In the case of chronic injuries we have to look at every case individually so take this with a grain of salt, but for people with healthy knees front squats have actually been shown to be less stressful on the knees than back squats. Compressive forces depend on the weight loaded and shear forces depend largely on the knee angle achieved under load. Because of the greater knee angles for a given weight front squats may cause higher shear forces, but because the mechanics of the lift make it much more challenging you'll never front squat as much as you back squat for a comparable level of experience with both. In reality for a given intensity (%1RM at that lift) front squats cause shear forces similar to back squats, but lower compressive forces because you're using at lot less weight (and getting just as good a quad workout out of it). Hamstrings and lower back will be recruited less, but you can just follow with deadlifts for that.

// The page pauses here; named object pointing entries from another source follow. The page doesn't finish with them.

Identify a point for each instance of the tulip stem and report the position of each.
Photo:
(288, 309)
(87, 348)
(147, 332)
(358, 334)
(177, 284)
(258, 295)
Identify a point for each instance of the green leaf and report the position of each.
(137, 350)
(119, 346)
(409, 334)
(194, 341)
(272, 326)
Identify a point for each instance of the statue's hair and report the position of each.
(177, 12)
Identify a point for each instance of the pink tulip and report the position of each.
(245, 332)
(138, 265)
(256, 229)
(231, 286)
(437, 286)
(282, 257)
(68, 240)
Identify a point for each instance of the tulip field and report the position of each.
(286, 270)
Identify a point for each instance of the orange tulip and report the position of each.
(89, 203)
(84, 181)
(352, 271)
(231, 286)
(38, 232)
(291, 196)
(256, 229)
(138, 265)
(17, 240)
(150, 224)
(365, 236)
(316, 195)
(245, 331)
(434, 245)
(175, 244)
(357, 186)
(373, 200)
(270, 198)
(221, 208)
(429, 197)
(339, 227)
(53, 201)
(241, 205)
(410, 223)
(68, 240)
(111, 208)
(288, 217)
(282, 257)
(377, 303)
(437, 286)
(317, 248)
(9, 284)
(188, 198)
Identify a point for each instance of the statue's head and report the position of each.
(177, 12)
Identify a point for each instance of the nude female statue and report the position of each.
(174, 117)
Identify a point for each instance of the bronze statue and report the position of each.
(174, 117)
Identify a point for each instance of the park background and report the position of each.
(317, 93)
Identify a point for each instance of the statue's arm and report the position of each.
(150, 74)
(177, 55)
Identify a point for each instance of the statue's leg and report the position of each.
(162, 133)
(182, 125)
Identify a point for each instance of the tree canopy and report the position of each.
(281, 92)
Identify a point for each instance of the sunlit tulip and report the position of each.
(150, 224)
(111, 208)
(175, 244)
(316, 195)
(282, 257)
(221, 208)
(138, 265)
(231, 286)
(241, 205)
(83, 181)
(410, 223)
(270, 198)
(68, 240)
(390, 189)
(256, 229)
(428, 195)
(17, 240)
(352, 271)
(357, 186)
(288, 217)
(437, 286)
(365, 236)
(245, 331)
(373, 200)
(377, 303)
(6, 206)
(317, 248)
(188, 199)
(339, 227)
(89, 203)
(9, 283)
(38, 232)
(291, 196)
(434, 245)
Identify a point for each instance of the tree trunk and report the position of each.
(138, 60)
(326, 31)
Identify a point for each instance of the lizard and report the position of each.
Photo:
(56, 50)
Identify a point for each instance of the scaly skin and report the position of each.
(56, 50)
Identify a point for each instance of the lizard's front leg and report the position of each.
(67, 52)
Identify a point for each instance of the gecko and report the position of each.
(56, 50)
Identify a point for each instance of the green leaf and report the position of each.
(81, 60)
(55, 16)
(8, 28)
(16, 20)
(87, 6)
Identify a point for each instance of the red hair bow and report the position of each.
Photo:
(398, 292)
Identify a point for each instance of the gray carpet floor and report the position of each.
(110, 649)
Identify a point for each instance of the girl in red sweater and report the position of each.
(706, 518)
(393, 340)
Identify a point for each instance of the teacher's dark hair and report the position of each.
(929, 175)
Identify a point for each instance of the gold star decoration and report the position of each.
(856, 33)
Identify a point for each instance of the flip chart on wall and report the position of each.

Bugger, thought shoes would help a little.
 
Interesting comment about front squats also (thanks btw).  Not confident enough to have a go myself but will under supervision from my PT mate. 
 
I watched Dan John's squat video on YouTube over the weekend and implemented a few things I picked up today which seemed to help.
 
I'm a great believer in Dave Brailsford's "aggregation of marginal gains theory"  Brailsford believes that by breaking down and identifying every tiny aspect of an athlete's performance and then making just a 1% improvement in each area the athlete's overall performance can be significantly enhanced.
 
Currently working through each exercise (Squat, DL, Bench, MP) and seeing what and where I can improve and this week it's the squat.
 
Told you I tend to over think things.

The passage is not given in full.